Biz de bu okulun alaylısıyız sanırım,biraz da gönüllüsüyüz! Bu hafta,Afyonkarahisar park afyon alışveriş merkezine açılan küçük de olsa kitap fuarı tarzında,kitap satış alanına gittim.Dolaşırken Nizamülmülk’ün siyasetnamesini görüp aldım, daha 15. sayfasını okurken beni de çok etkileyen bir hikayeyi siz değerli okurlarımla,özellikle de bu işe talip olanları,inananlar için ahirette neler beklediği ile alakalı alakalı küçük bir kısmını paylaşmak istedim.
   Abdullah b. Ömer b.Hattap (r.a) şöyle diyor; Babası, Ömer(r.a) dünyadan ayrılacağı zaman kendisine sordu;
 -Babacığım seni ne zaman görebilirim?
 -Öteki dünyada.
 -Daha çabuk görmek istiyorum.
 -Ey oğul dünyadan ayrıldığımın birinci, ikinci veya üçüncü gecesi rüyanda görebilirsin.
 12 yıl geçtiği halde onu rüyasında göremedi.
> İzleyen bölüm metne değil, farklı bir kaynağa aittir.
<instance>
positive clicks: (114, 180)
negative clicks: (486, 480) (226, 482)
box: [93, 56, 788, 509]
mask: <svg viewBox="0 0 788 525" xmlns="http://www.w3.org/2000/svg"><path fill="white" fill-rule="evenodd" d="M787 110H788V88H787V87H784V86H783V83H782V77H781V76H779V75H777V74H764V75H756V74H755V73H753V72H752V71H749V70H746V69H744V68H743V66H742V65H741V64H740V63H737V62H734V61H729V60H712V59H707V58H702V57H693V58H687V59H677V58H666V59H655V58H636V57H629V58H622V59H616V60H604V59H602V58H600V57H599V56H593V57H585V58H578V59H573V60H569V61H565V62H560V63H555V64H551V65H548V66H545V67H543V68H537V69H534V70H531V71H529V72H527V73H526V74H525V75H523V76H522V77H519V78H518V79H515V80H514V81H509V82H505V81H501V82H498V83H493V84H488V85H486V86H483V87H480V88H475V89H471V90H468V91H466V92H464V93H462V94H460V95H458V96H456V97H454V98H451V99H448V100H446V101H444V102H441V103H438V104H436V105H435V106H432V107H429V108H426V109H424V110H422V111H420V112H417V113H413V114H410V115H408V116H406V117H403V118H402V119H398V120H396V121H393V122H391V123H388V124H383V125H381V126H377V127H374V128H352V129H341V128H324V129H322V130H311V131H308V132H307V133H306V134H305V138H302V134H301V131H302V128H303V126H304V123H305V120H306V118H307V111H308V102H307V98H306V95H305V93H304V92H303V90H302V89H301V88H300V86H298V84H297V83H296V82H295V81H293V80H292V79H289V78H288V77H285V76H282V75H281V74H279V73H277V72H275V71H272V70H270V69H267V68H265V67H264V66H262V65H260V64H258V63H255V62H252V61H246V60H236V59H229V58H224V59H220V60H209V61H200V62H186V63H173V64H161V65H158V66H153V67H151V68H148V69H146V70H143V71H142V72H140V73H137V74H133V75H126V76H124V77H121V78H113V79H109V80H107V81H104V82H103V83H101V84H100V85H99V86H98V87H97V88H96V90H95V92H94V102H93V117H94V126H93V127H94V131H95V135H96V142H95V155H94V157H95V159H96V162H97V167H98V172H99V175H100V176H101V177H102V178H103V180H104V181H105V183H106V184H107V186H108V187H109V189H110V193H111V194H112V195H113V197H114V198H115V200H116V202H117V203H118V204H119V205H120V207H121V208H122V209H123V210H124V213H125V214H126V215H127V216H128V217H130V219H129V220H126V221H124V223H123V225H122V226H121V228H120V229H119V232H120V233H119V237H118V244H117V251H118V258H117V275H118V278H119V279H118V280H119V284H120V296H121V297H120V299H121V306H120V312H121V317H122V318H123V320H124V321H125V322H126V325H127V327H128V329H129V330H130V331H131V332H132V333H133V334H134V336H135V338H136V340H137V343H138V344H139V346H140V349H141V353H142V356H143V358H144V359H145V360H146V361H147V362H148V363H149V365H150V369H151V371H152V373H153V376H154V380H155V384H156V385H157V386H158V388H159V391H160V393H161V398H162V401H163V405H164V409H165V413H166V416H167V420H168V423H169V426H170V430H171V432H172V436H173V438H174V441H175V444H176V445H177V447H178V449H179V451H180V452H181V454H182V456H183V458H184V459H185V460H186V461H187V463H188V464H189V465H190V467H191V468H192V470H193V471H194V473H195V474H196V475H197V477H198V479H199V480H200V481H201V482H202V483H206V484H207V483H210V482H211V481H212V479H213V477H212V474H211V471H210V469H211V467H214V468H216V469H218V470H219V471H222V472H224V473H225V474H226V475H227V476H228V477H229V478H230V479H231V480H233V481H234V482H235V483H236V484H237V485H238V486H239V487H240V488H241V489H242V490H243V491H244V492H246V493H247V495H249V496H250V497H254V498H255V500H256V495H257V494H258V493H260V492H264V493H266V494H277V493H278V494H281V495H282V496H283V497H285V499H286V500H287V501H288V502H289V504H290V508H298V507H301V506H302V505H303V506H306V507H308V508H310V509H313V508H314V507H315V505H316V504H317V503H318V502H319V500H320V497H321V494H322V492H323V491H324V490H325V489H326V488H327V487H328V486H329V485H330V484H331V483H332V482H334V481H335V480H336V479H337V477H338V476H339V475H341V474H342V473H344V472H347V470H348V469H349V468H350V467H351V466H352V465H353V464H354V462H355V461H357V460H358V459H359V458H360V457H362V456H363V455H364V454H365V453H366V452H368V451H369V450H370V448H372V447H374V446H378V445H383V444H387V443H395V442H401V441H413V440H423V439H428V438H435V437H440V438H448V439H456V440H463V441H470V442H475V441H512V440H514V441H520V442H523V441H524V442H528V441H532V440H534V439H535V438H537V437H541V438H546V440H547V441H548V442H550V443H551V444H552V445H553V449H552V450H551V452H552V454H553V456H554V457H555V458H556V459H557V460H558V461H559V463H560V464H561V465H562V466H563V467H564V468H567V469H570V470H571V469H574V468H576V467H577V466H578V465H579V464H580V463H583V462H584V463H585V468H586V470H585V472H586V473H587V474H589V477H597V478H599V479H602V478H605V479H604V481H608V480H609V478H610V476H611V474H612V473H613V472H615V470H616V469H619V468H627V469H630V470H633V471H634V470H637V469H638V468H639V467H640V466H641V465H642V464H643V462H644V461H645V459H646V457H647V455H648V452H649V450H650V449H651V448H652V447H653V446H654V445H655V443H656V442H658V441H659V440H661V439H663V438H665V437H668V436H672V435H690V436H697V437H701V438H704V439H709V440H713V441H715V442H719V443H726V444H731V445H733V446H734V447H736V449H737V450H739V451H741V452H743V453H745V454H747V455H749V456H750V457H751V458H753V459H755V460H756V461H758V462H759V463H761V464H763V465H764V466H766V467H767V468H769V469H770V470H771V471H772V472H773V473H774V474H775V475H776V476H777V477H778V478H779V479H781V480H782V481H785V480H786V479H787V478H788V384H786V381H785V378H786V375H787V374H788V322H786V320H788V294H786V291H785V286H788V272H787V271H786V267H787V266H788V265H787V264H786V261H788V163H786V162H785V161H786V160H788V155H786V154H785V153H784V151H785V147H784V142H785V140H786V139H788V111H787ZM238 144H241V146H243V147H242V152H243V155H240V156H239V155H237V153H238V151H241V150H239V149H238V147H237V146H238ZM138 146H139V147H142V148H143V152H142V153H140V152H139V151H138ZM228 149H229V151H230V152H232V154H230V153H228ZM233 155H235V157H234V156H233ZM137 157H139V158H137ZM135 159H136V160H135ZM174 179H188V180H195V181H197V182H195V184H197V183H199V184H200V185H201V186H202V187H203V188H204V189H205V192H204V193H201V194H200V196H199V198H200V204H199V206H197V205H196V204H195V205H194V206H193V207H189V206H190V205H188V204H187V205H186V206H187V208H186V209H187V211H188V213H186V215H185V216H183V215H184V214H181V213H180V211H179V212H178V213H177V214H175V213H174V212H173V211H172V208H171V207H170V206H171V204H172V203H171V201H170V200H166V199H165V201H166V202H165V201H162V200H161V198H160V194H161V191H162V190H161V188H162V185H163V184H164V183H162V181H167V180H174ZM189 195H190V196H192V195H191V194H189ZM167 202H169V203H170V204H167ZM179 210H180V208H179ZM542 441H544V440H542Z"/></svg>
Bu sıralarda Abdullah(r.a) bir gece babasını rüyasında görünce sordu.
 -Babacığım üç gece sonra seni rüyamda görebileceğimi söylemiştin?
 -Sevgili oğlum Bağdat yakınlarında bir kasabanın eskimiş bir köprüsü varmış.Memurlarım,onu düşünüp tamir ettirmemiş, koyunlar köprüden geçerken, birinin ayağı deliğe girmiş ve kırılmış. Ben de bugüne kadar onun cevabı ile meşguldüm diye cevap vermiş.
   Günümüzde siyaset ve iktidar her ne kadar bu bağlamda ele alınıp görev haline getirilmese de,bu konunun ciddiyetini üstteki satırlardan anlayıp,kendimize dersler çıkartmamız lazımdır. Siyaset TDK‘da geçer hali ile devlet işlerini düzenleme ve yürütme sanatıyla ilgili özel görüş veya anlayış açıklaması ile tarif edilebilir. Ama bu sanatı sanatçıları değil de çıkarcıları yapmaya çalışırsa ortaya rant kavgaları, ikbal kaygıları, koltuk sevdaları ile bomboş bir tablo çıkar ve vatandaş da bu işe malik olmayan adamların yönettiği sistemin çarkında çeşitli şekillerde eriyip gider.
   Peki ne yapmak gerekir ki bu sistem düzelsin ve millet işini emanet ettiği yerden endişe duymak zorunda kalmasın. Buna cevap olarak halkın sadece,siyasetçilerin içlerinden en doğru olanı tercihi etsin ancak öyle düzelir demek,geçiştirmek ve faturayı da,halk doğru tercihi yapmadı diyerek yine vatandaşa mı kesmek gerekir.Yoksa, dürüst, temiz, ahlaklı ve bu işe mahir kişilerin elini taşın altına koyarak bu halkı hak ettiği güzellikte ve mertebede yaşatarak vatana en iyi hizmeti yapmaları mı gerekir. Tabii ki de öncelikle mahir olanın elini bu kutsal vatan hizmeti için taşın altına koyması gerekir ki vatandaş ehvenişerden birisini tercih etmek zorunda kalmasın. Bana ne!Bir ben mi varım bu memlekette!demekle olmaz.Çünkü bu siyaset her alanda bize ya hizmet ya da hezimet getiriyor. Bu sadece parti seçimlerinde mi? Tabii ki de hayır! Mesela bir oda seçimi yapıyorsun orada başkan adayları seçim çalışması için seçmenlerini gezerken ilk vaadi Biz ondan daha az zararlıyız sözü ile bize tercih hakkı sunuyor çünkü anlattıkları sadece karşı tarafın hataları,yanlışları vs. anlattıkları yapacakları projeleri,kalkınma planları değil.Sonrasında ise etrafı olan 2 - 3 esnafı sevindirmek ya da işlerini görmek için birkaç ana ürüne merkez ilde uygulanmayan fiyat tarifesi uygulayıp bütün vatandaşın zararına karar alıyor.(Buradaki örneklememi de mahir olan anlasın bir zahmet )Bu verdiğim küçük bir örnek,siz varın büyüklerini düşünün. Oysaki memlekette bu işe gerçekten düzgün, kul hakkı bilen, kamu malını kendi malından fazla koruyan, işin ehli vatandaşlar elini taşın altına koysa hem büyük hizmet yapmış hem de milleti bu ehveni şer tercihlerinde bırakmamış olacaklar.
   Yazımı sonlandırırken temennim odur ki her alandaki siyasette adam gibi adamlar korkmaz,elini taşın altına koyar ve bu vatandaşa yapılan hizmeti lütüf değil görev bilerek tarihe isimlerini yazdırırlar. Çünkü bize vatanını sevmenin çilesini çekenler lazım,edebiyatını yapanlar değil.
   Şuhutta siyasetin nabzını tutmaya ve güncel meselelerden bahsetmeye devam edeceğiz.